The servers wore crosses to shield from the sufferance plaguing the others.
Styrofoam plates, cafeteria tables,
Charity reeks of cheap wine and pity.
– Death Cab for Cutie
It's a true critique.
Somewhere along the way the cross has become a symbol of what separates Christians from others. It's become a symbol of who's in and who's out. Everywhere I go I can have a little comfort in the cross I wear, “Thank God I'm not like one of these damned souls.”
The thing is the cross should have incredibly different results. The cross is not a badge we wear to remind of us our privilege; the cross is something that will end up wearing us if we are truly following Jesus. It should serve to only further unite us with those around us. Ultimately, it's about empathy, about a love so deep, an identification with others that is so strong, that it is willing to suffer forsakenness and death.
Somewhere along the way Christians have confused pity for compassion. And us/them mentality is one of the strongest things contributing to this problem. Pity is a barrier to relationship, pity is deprecating. Compassion is essentially relational and reveals itself as such.
The thing that I'm coming to realize is that this will always be so. The church will always consist of a mixed group, those who call themselves the people of God, and those who truly are.
You see, I always thought the cross that I carried was the result of empathizing with the suffering, of journeying in love relationships with the forsaken.

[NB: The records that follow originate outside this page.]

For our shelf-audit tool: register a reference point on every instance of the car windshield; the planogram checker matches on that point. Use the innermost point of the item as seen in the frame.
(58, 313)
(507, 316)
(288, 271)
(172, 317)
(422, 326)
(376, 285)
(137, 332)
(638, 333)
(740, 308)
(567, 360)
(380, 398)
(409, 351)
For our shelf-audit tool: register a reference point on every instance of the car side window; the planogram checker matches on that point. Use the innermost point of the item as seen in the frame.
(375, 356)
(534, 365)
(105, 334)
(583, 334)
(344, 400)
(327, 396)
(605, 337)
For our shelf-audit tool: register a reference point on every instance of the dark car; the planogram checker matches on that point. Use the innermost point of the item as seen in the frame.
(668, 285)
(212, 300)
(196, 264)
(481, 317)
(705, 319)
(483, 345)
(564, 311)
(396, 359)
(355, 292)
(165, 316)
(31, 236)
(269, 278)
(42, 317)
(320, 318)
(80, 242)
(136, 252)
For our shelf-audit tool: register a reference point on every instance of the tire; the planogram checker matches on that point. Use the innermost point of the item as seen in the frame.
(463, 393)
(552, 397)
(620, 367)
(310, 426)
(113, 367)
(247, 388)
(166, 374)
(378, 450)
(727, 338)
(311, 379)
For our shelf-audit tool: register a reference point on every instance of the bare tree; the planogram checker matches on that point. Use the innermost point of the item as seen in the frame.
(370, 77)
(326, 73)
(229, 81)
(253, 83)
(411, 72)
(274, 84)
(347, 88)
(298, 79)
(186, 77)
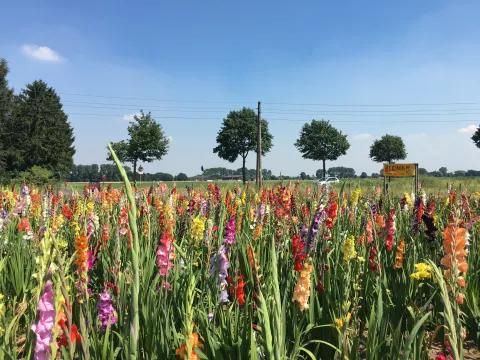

At best that's only half the picture.
An equally heavy, or even heavier, part of that burden is imposed by journeying with a people who claim to belong to God yet have totally rejected everything to do with God. The significance of the role of the Jewish leaders in Jesus' death is not found in their ethnicity but in the fact that they are the representatives of God's people. Ultimately, the cross is imposed because the people of God reject the Messiah. I carry this cross not simply because I journey in love relationships with the broken but because the church has placed it upon my shoulders. The only reason why Jesus' ministry did not result in a year of Jubilee and in a universal release of captives, cancellation of debts, restoration of right relationships, etc., is because the people of God rejected him. The only reason why Jesus' ministry was marked by suffering and humiliation, instead of power and glory, was because the people of God forced him to go that route. The amazing thing is that the way of suffering is, in fact, the way of glory, the way of power is found in humiliation, resurrection life is the end result of crucifixion – that's what Paul's getting at in his hymn in Philippians 2.
And, the thing is, I don't think it can be any other way. It's the same route we will travel if we are desiring to be like Christ. Our lives should be marked by victory in all things. We should be releasing all captives, giving sight to the blind, providing a feast for the hungry and joy to those in mourning. Yet, we can only do this paradoxically by entering into the forsakenness of the abandoned, the hunger of the starving and the sorrow of the mourners because the people of God, as a body, have turned their back on their vocation. Our road to glory must also be one that leads to crucifixion.